Cover: Marie von Ebner-Eschenbach; Das Nilpferd

Das Unvereinbare scheint vereinbar geworden. Eine Schmetterlingsraupe hat sich versehentlich auf einem Nilpferd niedergelassen. Jetzt läuft es durch die Savanne und hat auf seinem massigen Körper zwei zierliche Flügel. Ein anderes Nilpferd entdeckt das Unmögliche, eine vom Nilpferd insgeheim angebetete Nilpferddame macht sogar Komplimente und die begeisterte Herde ist überzeugt, dass das Nilpferd nun fliegen könne. Ob das gut gehen kann? Die heimlichen Flugversuche des Dickhäuters jedenfalls scheitern kläglich. Doch ein wenig angeben kann nicht schaden: „Freilich, so einen Ausflug nach Sansibar hinüber habe ich kürzlich unternommen.“ Bis der Wind eines Tages die Flügel davonträgt. Das Nilpferd erschrickt, fängt sich aber sofort wieder und reagiert souverän. Seine Ver-sicherung, gar nicht anders sein zu wollen als die anderen, trägt ihm noch mehr Bewunderung ein.
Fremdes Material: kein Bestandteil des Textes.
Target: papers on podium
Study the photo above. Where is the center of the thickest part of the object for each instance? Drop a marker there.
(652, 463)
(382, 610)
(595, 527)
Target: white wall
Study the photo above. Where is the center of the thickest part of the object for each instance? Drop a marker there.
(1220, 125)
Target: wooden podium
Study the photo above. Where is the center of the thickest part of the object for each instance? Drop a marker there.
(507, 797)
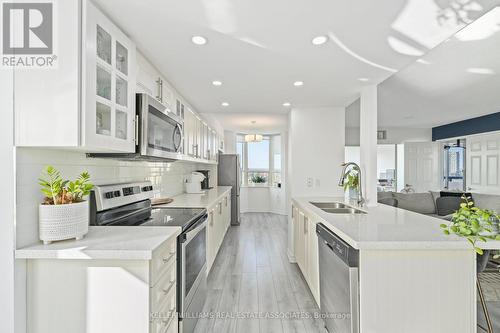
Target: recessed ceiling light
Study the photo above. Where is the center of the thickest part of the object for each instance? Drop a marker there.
(199, 40)
(319, 40)
(480, 70)
(423, 61)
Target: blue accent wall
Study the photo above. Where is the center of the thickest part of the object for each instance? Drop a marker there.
(488, 123)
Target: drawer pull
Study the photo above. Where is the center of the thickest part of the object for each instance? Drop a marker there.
(165, 260)
(167, 290)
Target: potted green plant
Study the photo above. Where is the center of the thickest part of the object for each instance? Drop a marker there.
(473, 223)
(352, 184)
(64, 214)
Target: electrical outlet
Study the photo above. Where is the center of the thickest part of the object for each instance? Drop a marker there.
(309, 182)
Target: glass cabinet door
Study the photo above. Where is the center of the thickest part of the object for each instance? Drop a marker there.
(113, 83)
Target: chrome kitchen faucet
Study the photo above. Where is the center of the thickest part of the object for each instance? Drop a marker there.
(343, 176)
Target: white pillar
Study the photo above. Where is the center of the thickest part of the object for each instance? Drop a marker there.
(368, 143)
(7, 211)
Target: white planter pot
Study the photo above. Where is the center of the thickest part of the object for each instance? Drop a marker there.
(60, 222)
(493, 225)
(353, 194)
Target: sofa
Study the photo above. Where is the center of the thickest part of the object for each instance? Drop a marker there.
(433, 204)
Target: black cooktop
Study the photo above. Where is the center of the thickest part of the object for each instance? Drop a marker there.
(173, 217)
(143, 214)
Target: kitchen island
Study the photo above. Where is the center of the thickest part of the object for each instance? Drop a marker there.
(116, 279)
(412, 277)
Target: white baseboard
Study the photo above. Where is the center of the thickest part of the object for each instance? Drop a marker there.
(291, 257)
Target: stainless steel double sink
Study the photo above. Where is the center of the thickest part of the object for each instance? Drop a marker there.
(336, 208)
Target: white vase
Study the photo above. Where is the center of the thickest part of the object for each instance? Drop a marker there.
(60, 222)
(492, 224)
(353, 194)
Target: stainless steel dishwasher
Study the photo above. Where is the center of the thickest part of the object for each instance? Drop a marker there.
(339, 282)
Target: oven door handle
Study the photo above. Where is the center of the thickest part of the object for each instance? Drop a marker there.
(121, 217)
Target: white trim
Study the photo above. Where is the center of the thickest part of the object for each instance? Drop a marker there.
(291, 257)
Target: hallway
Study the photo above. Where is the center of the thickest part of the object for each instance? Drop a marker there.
(252, 287)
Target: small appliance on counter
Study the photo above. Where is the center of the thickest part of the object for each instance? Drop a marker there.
(193, 183)
(205, 184)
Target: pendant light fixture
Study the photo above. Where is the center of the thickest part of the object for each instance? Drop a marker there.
(253, 137)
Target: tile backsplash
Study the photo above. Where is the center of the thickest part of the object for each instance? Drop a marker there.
(167, 179)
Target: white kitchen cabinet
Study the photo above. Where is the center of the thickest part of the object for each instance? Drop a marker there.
(306, 249)
(312, 259)
(211, 238)
(213, 145)
(92, 109)
(190, 132)
(204, 141)
(104, 295)
(301, 254)
(295, 223)
(219, 220)
(483, 163)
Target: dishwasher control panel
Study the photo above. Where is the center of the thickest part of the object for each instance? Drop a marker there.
(344, 251)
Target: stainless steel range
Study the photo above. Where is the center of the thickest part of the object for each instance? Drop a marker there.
(129, 204)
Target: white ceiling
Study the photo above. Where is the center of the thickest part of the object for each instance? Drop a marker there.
(457, 80)
(258, 48)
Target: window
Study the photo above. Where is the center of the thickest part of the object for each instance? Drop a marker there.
(260, 161)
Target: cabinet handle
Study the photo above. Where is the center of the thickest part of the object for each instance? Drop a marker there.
(136, 130)
(167, 290)
(167, 259)
(159, 83)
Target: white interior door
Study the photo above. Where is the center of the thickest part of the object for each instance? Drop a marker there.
(482, 156)
(422, 166)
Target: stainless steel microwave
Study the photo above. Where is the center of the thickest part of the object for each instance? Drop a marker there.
(159, 133)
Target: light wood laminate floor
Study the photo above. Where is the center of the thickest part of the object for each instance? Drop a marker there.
(252, 287)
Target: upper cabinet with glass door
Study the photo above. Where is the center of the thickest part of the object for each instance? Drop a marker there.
(91, 109)
(109, 81)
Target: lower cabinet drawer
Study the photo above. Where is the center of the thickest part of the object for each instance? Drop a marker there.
(162, 260)
(163, 300)
(164, 289)
(166, 322)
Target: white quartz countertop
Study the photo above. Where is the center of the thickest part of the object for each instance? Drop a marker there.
(116, 242)
(384, 227)
(205, 200)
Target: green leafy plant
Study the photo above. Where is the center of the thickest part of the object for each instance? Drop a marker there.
(352, 180)
(59, 192)
(472, 223)
(257, 179)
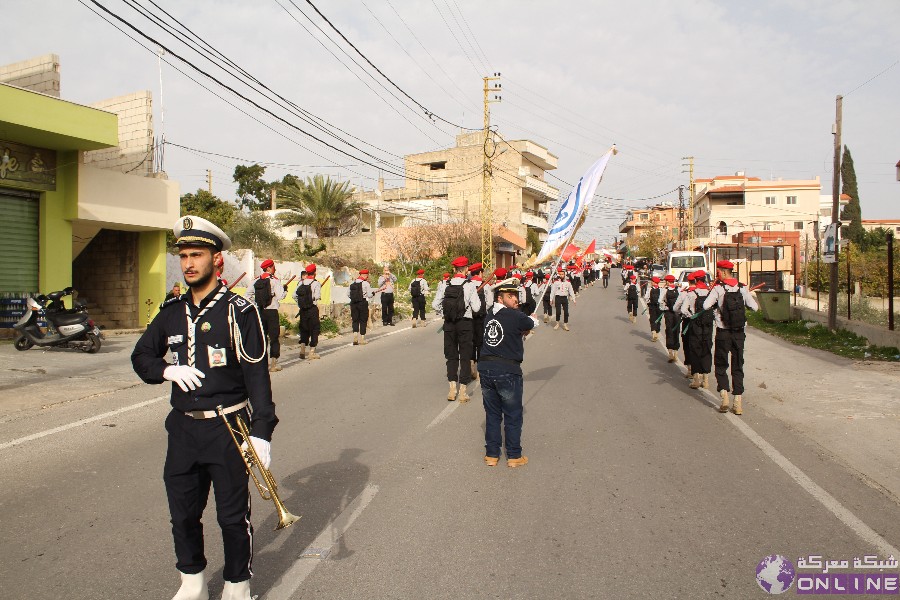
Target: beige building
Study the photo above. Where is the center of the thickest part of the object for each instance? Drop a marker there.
(664, 216)
(727, 205)
(446, 186)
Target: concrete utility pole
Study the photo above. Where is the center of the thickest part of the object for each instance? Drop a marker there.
(835, 213)
(690, 165)
(487, 239)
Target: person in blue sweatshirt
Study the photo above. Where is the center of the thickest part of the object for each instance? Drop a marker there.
(500, 369)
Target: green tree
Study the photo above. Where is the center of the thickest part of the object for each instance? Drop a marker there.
(322, 204)
(852, 213)
(254, 230)
(253, 190)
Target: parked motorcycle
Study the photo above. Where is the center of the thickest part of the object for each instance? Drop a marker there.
(68, 327)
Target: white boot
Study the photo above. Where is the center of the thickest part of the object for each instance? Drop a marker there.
(236, 591)
(193, 587)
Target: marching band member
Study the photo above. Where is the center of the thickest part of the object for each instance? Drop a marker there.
(219, 360)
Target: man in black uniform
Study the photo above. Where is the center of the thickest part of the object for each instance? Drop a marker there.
(219, 360)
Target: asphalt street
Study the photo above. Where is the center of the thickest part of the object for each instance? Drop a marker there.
(636, 486)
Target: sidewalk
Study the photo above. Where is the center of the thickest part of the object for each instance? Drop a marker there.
(849, 408)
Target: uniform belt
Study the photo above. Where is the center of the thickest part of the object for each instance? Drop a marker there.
(211, 414)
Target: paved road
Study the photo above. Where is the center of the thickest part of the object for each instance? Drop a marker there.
(636, 487)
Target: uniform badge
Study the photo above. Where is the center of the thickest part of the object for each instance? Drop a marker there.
(217, 356)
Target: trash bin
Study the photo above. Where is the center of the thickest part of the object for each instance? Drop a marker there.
(775, 305)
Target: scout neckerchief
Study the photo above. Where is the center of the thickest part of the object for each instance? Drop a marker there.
(192, 323)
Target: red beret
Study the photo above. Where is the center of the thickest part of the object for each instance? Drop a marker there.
(460, 261)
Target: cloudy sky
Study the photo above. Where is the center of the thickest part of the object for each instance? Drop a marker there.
(741, 86)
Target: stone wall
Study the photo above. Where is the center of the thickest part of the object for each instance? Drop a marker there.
(40, 74)
(106, 276)
(134, 154)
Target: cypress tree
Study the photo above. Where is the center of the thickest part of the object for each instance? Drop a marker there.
(851, 216)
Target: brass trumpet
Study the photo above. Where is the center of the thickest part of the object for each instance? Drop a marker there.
(269, 491)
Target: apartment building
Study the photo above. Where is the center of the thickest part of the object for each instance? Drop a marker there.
(727, 205)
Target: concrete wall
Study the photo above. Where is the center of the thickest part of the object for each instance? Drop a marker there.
(134, 154)
(40, 74)
(875, 335)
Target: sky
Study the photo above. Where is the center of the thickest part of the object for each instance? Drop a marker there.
(740, 86)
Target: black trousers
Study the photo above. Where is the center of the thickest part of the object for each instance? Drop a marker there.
(477, 337)
(700, 343)
(200, 453)
(387, 308)
(730, 342)
(632, 306)
(458, 350)
(272, 329)
(673, 332)
(562, 305)
(418, 307)
(359, 312)
(310, 326)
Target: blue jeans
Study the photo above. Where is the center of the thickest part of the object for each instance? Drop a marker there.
(502, 396)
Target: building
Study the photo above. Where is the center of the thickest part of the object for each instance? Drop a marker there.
(446, 186)
(728, 205)
(80, 199)
(665, 216)
(889, 224)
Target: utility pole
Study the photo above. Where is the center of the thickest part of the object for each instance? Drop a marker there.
(835, 214)
(487, 239)
(690, 165)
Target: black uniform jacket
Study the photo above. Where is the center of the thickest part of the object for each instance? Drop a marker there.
(226, 385)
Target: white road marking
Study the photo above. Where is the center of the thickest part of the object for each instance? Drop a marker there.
(61, 428)
(302, 568)
(831, 504)
(448, 410)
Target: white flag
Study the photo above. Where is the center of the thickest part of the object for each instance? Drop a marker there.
(570, 212)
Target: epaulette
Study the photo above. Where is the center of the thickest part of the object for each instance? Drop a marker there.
(171, 301)
(239, 301)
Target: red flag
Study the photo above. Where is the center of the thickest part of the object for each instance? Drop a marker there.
(570, 251)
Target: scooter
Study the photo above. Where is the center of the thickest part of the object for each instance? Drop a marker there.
(69, 327)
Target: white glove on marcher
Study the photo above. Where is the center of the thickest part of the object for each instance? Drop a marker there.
(186, 377)
(263, 450)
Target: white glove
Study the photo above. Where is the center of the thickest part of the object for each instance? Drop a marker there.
(186, 377)
(263, 450)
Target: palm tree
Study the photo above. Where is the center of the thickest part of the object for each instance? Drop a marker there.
(320, 203)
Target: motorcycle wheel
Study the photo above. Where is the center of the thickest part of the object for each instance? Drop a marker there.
(93, 345)
(23, 343)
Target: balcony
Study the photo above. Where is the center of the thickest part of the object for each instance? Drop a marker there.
(535, 219)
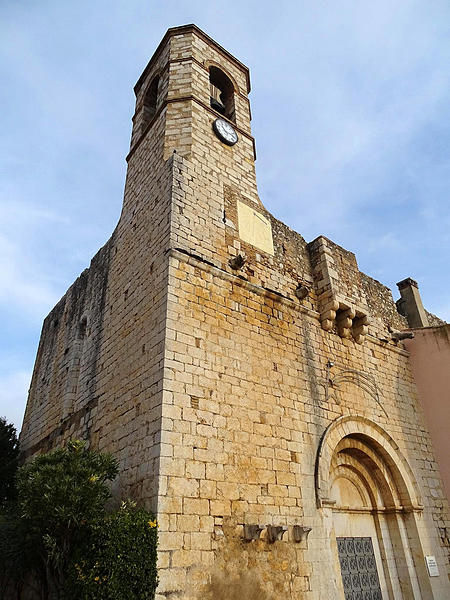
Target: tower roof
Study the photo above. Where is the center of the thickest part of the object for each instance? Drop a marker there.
(191, 28)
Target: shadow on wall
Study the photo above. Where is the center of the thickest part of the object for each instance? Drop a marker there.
(223, 586)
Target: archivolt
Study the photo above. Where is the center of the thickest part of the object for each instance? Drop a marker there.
(369, 440)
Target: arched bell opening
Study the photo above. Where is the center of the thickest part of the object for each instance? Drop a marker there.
(150, 104)
(221, 92)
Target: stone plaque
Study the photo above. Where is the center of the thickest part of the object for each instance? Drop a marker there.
(432, 567)
(254, 228)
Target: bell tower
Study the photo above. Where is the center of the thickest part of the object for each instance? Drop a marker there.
(192, 102)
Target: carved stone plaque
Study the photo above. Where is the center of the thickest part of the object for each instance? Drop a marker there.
(432, 567)
(254, 228)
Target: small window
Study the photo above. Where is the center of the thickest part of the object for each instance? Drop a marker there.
(150, 102)
(221, 93)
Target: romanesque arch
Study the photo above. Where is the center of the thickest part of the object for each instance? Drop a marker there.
(371, 500)
(372, 439)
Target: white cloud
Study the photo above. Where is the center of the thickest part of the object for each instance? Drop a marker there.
(13, 394)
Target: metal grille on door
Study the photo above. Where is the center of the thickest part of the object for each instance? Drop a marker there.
(359, 569)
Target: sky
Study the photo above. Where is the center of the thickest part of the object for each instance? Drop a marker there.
(351, 115)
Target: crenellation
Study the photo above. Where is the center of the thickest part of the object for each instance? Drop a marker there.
(238, 396)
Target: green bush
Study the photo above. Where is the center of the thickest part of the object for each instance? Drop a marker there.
(117, 560)
(59, 540)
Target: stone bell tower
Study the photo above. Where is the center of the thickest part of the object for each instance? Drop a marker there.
(248, 382)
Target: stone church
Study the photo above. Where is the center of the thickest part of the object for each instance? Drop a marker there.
(256, 388)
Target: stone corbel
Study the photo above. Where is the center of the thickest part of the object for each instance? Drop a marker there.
(328, 314)
(300, 533)
(360, 327)
(251, 532)
(275, 533)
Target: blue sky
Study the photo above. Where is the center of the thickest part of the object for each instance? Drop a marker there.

Preist die Fabel der österreichischen Schriftstellerin (1830 – 1916) die Bescheidenheit oder werden hier Projektionen anderer als Möglichkeit zur eigenen Aufwertung genutzt? Beides ist möglich. So modern die Sprache dieser Fabel ist, so aktuell sind ihre Deutungsmöglichkeiten. In einer Zeit der Hypes und Mega-Events kann man nicht lange genug über die innere Wahrheit der Geschichte nachdenken. Vollends großartig ist der Schlusssatz: „Heute noch lebt er als Phönix in der Geschichte und in der Dichtung der Nilpferde unsterblich fort.“ … Wo gibt es sie, die „Dichtung der Nilpferde“? Wie wunderbar wäre es, sie zu finden … und sie zu verstehen! Eine Brücke zu dem Anderen, anderen Kulturen, anderen Erfahrungen,  anderem Wissen!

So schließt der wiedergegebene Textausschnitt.